Carlo Sequin

Professor of Computer Science
University of California, Berkeley
Berkeley, CA, USA

For several years, I have admired the ceramic creations and metal sculptures by Eva Hild. They not only enchant me with their free-flowing organic beauty; they also intrigue the mathematical part of my mind. How many tunnels and border curves are there? What might be their genus. For a topologist, many of Hild’s surfaces represent challenging exercises in surface classification.

Analyzing many images of her sculptures, I was surprised that I could not find any single-sided ones; they are all orientable! Would a non-orientable surface look quite different and stand out from her portfolio?

Here I present two models of single-sided 2-manifold sculptures that use some of the geometrical elements found in Eva Hild’s creations.
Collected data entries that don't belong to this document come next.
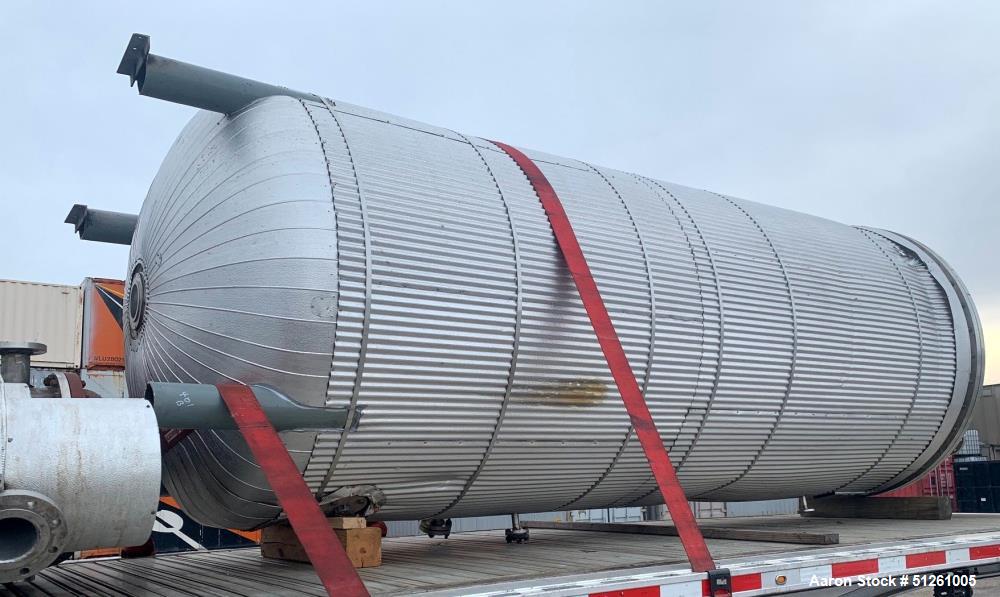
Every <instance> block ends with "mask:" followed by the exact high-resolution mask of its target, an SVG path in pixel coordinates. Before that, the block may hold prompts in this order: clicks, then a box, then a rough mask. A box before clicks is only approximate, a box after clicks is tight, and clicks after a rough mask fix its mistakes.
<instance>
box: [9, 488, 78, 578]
mask: <svg viewBox="0 0 1000 597" xmlns="http://www.w3.org/2000/svg"><path fill="white" fill-rule="evenodd" d="M66 534H67V528H66V524H65V522H64V520H63V515H62V512H61V511H60V510H59V507H58V506H56V505H55V504H54V503H52V502H51V501H49V499H48V498H46V497H45V496H44V495H42V494H40V493H35V492H33V491H17V490H10V491H4V492H0V538H2V540H0V583H8V582H14V581H17V580H21V579H24V578H27V577H29V576H31V575H33V574H35V573H36V572H38V571H39V570H41V569H42V568H45V567H46V566H48V565H49V564H51V563H52V561H53V560H55V559H56V558H57V557H58V556H59V554H60V553H62V552H63V547H64V546H65V545H66Z"/></svg>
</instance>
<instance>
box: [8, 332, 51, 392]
mask: <svg viewBox="0 0 1000 597" xmlns="http://www.w3.org/2000/svg"><path fill="white" fill-rule="evenodd" d="M46 350H47V347H46V346H45V345H44V344H41V343H39V342H7V341H4V342H0V377H3V381H4V382H5V383H29V382H30V380H31V357H32V356H33V355H39V354H45V351H46Z"/></svg>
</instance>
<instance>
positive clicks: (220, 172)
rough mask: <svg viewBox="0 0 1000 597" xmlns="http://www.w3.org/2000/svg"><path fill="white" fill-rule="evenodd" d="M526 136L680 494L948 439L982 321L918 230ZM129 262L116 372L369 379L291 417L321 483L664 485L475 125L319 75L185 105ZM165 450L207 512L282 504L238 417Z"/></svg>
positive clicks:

Tetra-Cluster of Seven Klein-Bottles
15 x 15 x 15 cm
3D-print, PLA plastic

The key building block is a “4-stub Dyck funnel”, a disk with a pair of tubular extrusions emerging from both sides. Six of these elements have been placed at right angles to the 6 edges of a tetrahedron; they are mutually interconnected with 12 tunnels. This yields a surface of genus 14 – the equivalent of the connected sum of 7 Klein bottles with 6 punctures, exhibiting the 12-fold symmetry of the oriented tetrahedron.

This model maximizes symmetry – in stark contrast to Eva Hild’s sculptures, which exhibit more organic forms and avoid perfect geometrical symmetry.

Dodecahedral-Cluster of 25 Klein-Bottles
24 x 24 x 24 cm
3D-print, PLA plastic

In this expanded second sculpture, 24 of the “4-stub Dyck funnels” have been aligned with the 24 edges of a rhombic dodecahedron, and their stubs have been connected with 48 tunnels. This yields a surface of genus 50 – the equivalent of the connected sum of 25 Klein bottles with 24 punctures, exhibiting the 24-fold symmetry of the oriented cube.

It took 132 hours to build this model on a LULZBOT 3D-printer. Support removal took several more hours.